Surface nitrided CuBi2O4 electrocatalysts with excellent selectivity for CO2 reduction to methanol

[Display omitted] •Surface nitriding strategies were designed.•The degree of surface nitridation of the catalyst was regulated by controlling the calcination time.•The introduction of N atoms altered the electron transfer capacity of the catalyst and facilitated the generation of the key intermediate *OCH.•N-CuBi2O4 exhibits excellent methanol production performance in CO2RR. Developing a high-performance electrocatalyst for converting CO2 into methanol is of utmost importance. However, poor selectivity, and unavoidable competitive hydrogenolysis reaction (HER) are still challenges to be solved.

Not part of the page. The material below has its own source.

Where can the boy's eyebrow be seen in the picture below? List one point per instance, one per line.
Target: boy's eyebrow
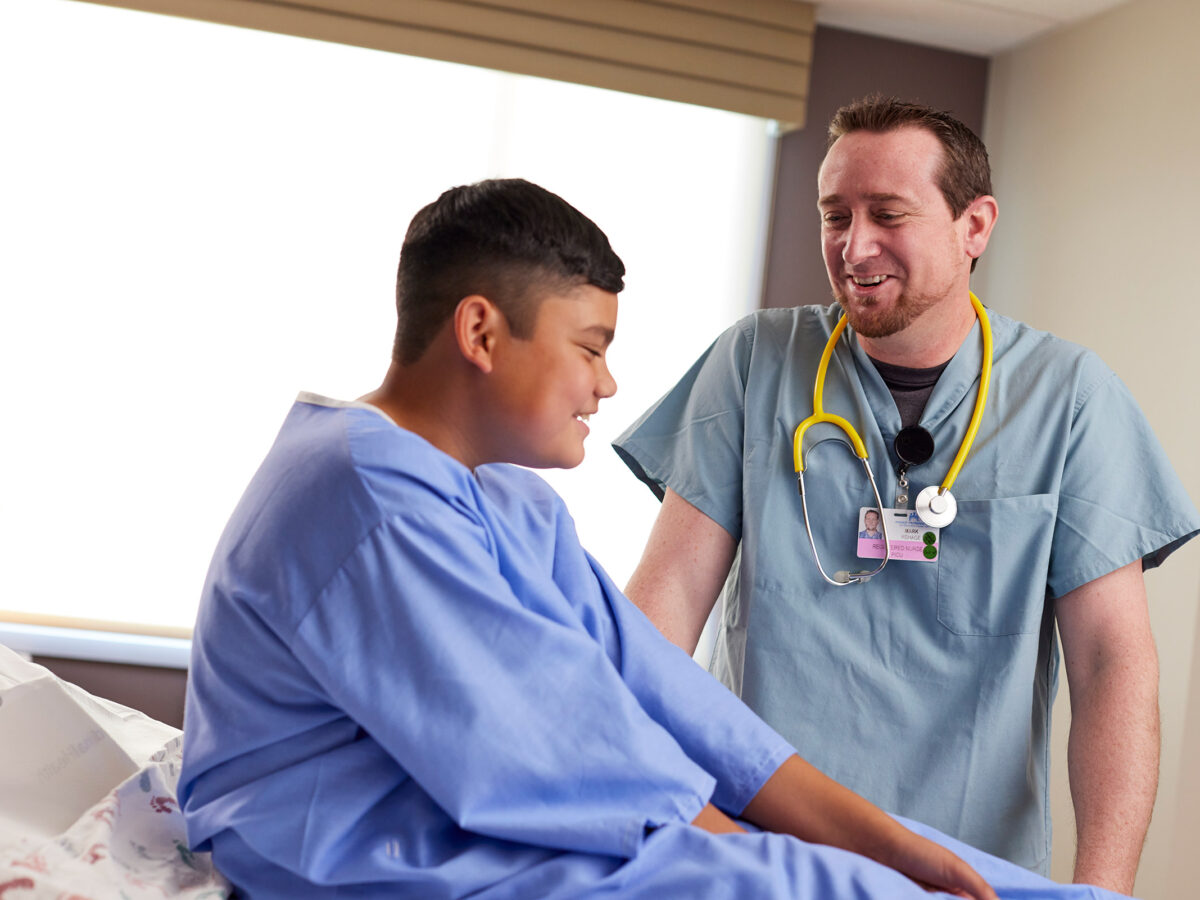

In this study, a surface nitrided strategy was designed to synthesize a series N-copper-bismuth bimetallic oxide electrocatalysts (NCBO-t, t = 1, 2, 4 h) for CO2RR. The electrocatalyst NCBO-2 demonstrated a selectivity for methanol reaching 86.43 %, along with an impressive long-term stability lasting for 11 h, all achieved at a relatively low potential of −0.9 V. Experimental results and density functional theory (DFT) calculations indicated the introduction of nitrogen facilitates methanol production by optimizing binding of the reaction intermediate *OCH while promotes Faradaic efficiency of methanol products by suppressing the competitive HER, resulting in high Faradaic efficiency, current density, and stability of CO2RR at low overpotentials. This study offers a feasible idea for synthesis of high-performance CO2 methanol by electroreduction.